Mais do que prestar atenção às novidades lançadas no evento, vale refletir sobre o motivo que nos leva a
uma ansiedade tão grande para consumir produtos que prometem inovação tecnológica. Por que tanta gente se
dispõe a dormir em filas gigantescas só para ser um dos primeiros a comprar um novo modelo de smartphone? Por
que nos dispomos a pagar cifras astronômicas para comprar aparelhos que não temos sequer certeza de que serão
realmente úteis em nossas rotinas?
A teoria de um neurocientista da Universidade de Oxford (Inglaterra) ajuda a explicar essa “corrida
desenfreada” por novos gadgets. De modo geral, em nosso processo evolutivo como seres humanos, nosso cérebro
aprendeu a suprir necessidades básicas para a sobrevivência e a perpetuação da espécie, tais como sexo,
segurança e status social.
Nesse sentido, a compra de uma novidade tecnológica atende a essa última necessidade citada: nós nos
sentimos melhores e superiores, ainda que momentaneamente, quando surgimos em nossos círculos sociais com
um produto que quase ninguém ainda possui.
Foi realizado um estudo de mapeamento cerebral que mostrou que imagens de produtos tecnológicos
ativavam partes do nosso cérebro idênticas às que são ativadas quando uma pessoa muito religiosa se depara com
um objeto sagrado. Ou seja, não seria exagero dizer que o vício em novidades tecnológicas é quase uma religião para os mais entusiastas.
O ato de seguir esse impulso cerebral e comprar o mais novo lançamento tecnológico dispara em nosso
cérebro a liberação de um hormônio chamado dopamina, responsável por nos causar sensações de prazer. Ele é
liberado quando nosso cérebro identifica algo que represente uma recompensa.
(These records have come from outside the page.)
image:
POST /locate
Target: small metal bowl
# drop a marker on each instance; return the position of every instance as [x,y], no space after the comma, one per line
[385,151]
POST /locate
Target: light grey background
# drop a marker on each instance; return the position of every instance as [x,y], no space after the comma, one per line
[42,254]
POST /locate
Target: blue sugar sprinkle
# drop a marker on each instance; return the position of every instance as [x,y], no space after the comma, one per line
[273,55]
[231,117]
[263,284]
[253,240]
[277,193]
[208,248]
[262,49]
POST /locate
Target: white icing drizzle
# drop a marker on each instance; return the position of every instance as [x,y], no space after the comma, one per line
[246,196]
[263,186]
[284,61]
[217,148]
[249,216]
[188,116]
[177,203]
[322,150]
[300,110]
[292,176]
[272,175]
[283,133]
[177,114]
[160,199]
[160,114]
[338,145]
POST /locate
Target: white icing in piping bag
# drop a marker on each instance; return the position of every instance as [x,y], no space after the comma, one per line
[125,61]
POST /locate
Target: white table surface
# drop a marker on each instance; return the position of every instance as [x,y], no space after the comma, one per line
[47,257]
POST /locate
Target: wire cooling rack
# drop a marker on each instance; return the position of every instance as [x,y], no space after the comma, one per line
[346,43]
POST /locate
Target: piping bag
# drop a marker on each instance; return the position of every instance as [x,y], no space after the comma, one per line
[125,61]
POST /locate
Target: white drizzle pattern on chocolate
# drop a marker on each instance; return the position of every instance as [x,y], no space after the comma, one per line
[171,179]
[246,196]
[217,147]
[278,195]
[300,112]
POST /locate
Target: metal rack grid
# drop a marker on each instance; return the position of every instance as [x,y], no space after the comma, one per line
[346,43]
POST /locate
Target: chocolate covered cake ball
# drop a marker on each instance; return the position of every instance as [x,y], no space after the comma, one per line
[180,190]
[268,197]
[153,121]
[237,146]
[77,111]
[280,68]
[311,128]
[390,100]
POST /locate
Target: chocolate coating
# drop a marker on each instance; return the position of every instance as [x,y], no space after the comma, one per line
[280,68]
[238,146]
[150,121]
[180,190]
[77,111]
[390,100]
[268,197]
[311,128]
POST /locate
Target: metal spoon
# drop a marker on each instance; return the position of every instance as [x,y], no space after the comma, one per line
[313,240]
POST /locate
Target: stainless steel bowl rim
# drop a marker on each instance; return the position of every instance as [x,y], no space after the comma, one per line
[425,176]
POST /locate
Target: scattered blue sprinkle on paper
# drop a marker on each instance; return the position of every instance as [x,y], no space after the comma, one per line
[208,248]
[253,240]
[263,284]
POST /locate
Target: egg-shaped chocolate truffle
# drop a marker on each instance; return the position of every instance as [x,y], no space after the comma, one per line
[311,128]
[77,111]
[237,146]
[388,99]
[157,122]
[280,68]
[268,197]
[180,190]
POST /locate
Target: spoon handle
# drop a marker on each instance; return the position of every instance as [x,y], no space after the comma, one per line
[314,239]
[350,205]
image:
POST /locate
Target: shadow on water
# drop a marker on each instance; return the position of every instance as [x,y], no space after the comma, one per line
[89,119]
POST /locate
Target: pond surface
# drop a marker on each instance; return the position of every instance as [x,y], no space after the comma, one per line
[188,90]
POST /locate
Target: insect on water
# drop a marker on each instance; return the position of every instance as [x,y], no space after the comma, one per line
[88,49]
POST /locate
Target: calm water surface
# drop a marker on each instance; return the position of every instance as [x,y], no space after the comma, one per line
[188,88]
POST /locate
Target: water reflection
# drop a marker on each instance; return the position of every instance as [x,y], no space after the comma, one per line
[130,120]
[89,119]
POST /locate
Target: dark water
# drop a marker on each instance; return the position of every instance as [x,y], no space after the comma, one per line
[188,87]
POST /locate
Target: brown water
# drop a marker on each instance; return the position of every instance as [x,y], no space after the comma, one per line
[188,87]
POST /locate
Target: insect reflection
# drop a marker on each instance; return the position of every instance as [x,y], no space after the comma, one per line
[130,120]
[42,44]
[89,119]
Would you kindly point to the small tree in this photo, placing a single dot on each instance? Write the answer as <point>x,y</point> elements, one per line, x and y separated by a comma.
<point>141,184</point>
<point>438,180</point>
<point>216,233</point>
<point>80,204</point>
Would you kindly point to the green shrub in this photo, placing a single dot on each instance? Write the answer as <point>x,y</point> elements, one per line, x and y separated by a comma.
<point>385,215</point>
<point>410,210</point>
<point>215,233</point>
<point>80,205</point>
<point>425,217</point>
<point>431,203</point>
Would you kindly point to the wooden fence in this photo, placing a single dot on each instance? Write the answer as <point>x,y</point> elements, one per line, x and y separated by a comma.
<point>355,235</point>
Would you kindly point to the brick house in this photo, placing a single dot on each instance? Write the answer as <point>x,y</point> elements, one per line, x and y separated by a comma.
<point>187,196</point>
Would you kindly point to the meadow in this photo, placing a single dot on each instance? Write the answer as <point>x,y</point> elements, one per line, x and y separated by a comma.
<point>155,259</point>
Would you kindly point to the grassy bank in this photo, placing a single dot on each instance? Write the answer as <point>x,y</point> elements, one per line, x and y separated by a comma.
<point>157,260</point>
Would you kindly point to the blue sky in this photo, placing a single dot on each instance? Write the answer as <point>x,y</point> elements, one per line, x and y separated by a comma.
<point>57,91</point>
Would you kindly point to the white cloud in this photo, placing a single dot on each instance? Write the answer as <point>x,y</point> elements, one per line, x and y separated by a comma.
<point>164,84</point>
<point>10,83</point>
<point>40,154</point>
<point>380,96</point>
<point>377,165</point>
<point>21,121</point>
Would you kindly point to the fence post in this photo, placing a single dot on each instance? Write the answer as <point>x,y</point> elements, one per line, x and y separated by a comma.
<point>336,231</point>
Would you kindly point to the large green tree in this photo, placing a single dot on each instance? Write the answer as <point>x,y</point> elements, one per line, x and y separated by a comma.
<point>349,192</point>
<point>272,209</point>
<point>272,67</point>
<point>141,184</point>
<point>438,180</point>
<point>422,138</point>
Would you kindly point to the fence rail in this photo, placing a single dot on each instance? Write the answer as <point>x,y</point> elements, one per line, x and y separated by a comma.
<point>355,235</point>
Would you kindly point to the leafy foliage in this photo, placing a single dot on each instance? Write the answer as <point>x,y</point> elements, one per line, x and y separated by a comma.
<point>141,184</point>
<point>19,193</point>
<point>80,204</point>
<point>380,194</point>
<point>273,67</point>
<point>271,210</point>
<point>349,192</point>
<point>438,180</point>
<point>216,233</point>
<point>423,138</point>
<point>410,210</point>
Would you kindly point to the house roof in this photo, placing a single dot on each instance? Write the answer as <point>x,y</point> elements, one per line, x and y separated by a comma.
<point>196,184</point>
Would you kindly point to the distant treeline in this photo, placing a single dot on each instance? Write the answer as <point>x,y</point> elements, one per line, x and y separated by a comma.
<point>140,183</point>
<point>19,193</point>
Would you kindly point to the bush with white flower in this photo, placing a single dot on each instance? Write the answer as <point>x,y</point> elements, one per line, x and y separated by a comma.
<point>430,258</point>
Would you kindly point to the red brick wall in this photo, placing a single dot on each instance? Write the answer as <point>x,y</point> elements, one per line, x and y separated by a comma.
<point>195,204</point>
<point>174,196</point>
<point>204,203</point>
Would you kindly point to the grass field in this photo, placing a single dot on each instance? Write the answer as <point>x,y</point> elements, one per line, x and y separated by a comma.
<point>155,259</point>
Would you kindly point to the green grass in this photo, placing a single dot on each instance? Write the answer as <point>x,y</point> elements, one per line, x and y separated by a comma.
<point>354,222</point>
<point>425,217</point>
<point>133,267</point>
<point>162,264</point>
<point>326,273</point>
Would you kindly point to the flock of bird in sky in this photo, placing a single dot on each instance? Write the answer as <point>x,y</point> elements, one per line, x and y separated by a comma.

O grande problema é que a busca excessiva por recompensas pode resultar em comportamentos
impulsivos, que incluem vícios em jogos, apego excessivo a redes sociais e até mesmo alcoolismo. No caso do
consumo, podemos observar a situação problematizada aqui: gasto excessivo de dinheiro em aparelhos eletrônicos
que nem sempre trazem novidade –– as atualizações de modelos de smartphones, por exemplo, na maior parte das
vezes apresentam poucas mudanças em relação ao modelo anterior, considerando-se seu preço elevado. Em
outros casos, gasta-se uma quantia absurda em algum aparelho novo que não se sabe se terá tanta utilidade prática
ou inovadora no cotidiano.
No fim das contas, vale um lembrete que pode ajudar a conter os impulsos na hora de comprar um novo
smartphone ou alguma novidade de mercado: compare o efeito momentâneo da dopamina com o impacto de
imaginar como ficarão as faturas do seu cartão de crédito com a nova compra. O choque ao constatar o rombo em
seu orçamento pode ser suficiente para que você decida pensar duas vezes a respeito da aquisição.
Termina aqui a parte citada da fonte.